I have a raw text file in the following format:
RELEASE VERSION: 20150514 (May 14, 2015)
======================================================================== VERSION
STUDY VARIABLE: Version Number Of Release
QUESTION: --------- Version of Cumulative Data File
NOTES: ------ This variable appears in the data as: ANES_cdf_VERSION:YYYY-mmm-DD where mmm is standard 3-character month abbreviation (Jan Feb Mar Apr May Jun Jul Aug Sep Oct Nov Dec).
TYPE: ----- Character-1
======================================================================== VCF0004
STUDY VARIABLE: Year of Study
QUESTION: --------- Year of study (4-digit)
TYPE: ----- Numeric Dec 0-1
===================================================================== VCF0006 ... and so on
Observations are bounded by "=" row and each of observation has some amount of variables (not all may be presented)
I am trying to create a data table out of it.
I created a vector of observations, in each observations columns are separated by '|'. Then I use fread to make a data table:
dt <- fread(paste(rawObs, collapse = '\n'),sep = '|',header = F, fill = T)

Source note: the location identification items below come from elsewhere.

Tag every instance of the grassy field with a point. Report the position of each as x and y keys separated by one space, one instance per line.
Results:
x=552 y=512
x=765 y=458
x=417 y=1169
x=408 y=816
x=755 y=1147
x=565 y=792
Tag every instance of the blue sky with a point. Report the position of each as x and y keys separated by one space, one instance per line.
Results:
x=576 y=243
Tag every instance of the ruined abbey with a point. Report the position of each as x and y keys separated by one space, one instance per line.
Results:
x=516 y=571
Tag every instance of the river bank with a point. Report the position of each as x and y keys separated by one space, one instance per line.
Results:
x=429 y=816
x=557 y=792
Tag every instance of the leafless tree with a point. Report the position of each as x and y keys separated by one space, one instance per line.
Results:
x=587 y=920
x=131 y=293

However, this is not really a solution. Fill = T only considers missing columns at the end of the observations and not in between:
In the example we have it should be:
id | study_var | question | notes | type
version | s1 | q1 | notes1 | character-1
VCF0004 | s2 | q2 | NA | numeric
But R creates it as
id | study_var | question | notes | type
version | s1 | q1 | notes1 | character-1
VCF0004 | s2 | q2 | numeric | NA
Type of the second observation is shifted leftward. As a solution, I was thinking to determine a missing columns within each observation and insert NAs explicitly in the input file, using max number of variables found but it might be slow for large files.
Thanks for help. Any comments are appreciated. Here is all code:
library(magrittr)
library(data.table)
path <- 'Downloads/anes_timeseries_cdf_codebook_var.txt'
raw_data <- readLines(path)
head(raw_data)
#remove empty lines
raw_data <- raw_data[raw_data != ""]
#remove header
raw_data <- raw_data[-c(1,2)]
data_entries_index <- grep('^=+', raw_data)+1
#add end position of the last observation
data_entries_index <- c(data_entries_index, length(raw_data))

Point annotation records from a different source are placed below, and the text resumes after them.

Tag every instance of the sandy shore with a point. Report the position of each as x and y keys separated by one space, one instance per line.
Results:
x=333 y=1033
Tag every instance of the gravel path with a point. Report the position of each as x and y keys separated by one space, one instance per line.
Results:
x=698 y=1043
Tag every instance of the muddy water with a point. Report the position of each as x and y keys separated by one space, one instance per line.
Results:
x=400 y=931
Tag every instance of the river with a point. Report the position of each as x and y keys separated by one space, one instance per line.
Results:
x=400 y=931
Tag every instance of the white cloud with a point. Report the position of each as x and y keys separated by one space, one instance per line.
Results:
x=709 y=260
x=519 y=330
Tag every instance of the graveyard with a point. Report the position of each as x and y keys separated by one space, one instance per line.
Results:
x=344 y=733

#opening file shows editor couldn't read two characters - we can ignore it though
data_entries_index
parseRawObservation <- function(singleRawObs, VariableIndex){
count=length(VariableIndex)-1
for (i in 1:count){
start = VariableIndex[i]+2
end = VariableIndex[i+1]-1
varValue <- paste(singleRawObs[start:end],collapse = ' ')
if (i==1)
obsSpaced <- varValue
else
obsSpaced <- paste(obsSpaced,varValue, sep = '|')
}
obsSpaced
}
#create a vector of raw observations
numObs <- length(data_entries_index)
count=numObs-1
rawObs=vector()
for (i in 1:count) {
start <- data_entries_index[i]
end <- data_entries_index[i+1]-2
singleRawObs <-raw_data[start:end]
VariableIndex <- grep("^-+",singleRawObs)-1
#add end of the last variable index
VariableIndex <- c(VariableIndex, length(singleRawObs)+1)

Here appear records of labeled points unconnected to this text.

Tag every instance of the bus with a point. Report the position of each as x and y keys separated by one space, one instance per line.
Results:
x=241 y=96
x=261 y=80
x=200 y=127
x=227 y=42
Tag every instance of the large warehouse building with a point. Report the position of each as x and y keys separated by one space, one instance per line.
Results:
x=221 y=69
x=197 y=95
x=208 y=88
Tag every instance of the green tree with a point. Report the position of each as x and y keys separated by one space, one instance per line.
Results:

rawObs[i] <- parseRawObservation(singleRawObs,VariableIndex)
#add first two columns separately as they do not have dashes at the next line
rawObs[i] <- paste(singleRawObs[1], singleRawObs[2], rawObs[i], sep = '|')
}
#determine max number of fields
numOfCol <- max(sapply(rawObs, FUN = function(x) length(strsplit(x,'|')[[1]])))
which.max(sapply(rawObs, FUN = function(x) length(strsplit(x,'|')[[1]])))
dt <- fread(textConnection(rawObs),sep = '|',header = F)
dt <- fread(paste(rawObs[1:2], collapse = '\n'),sep = '|',header = F, fill = T)
rawObs[653]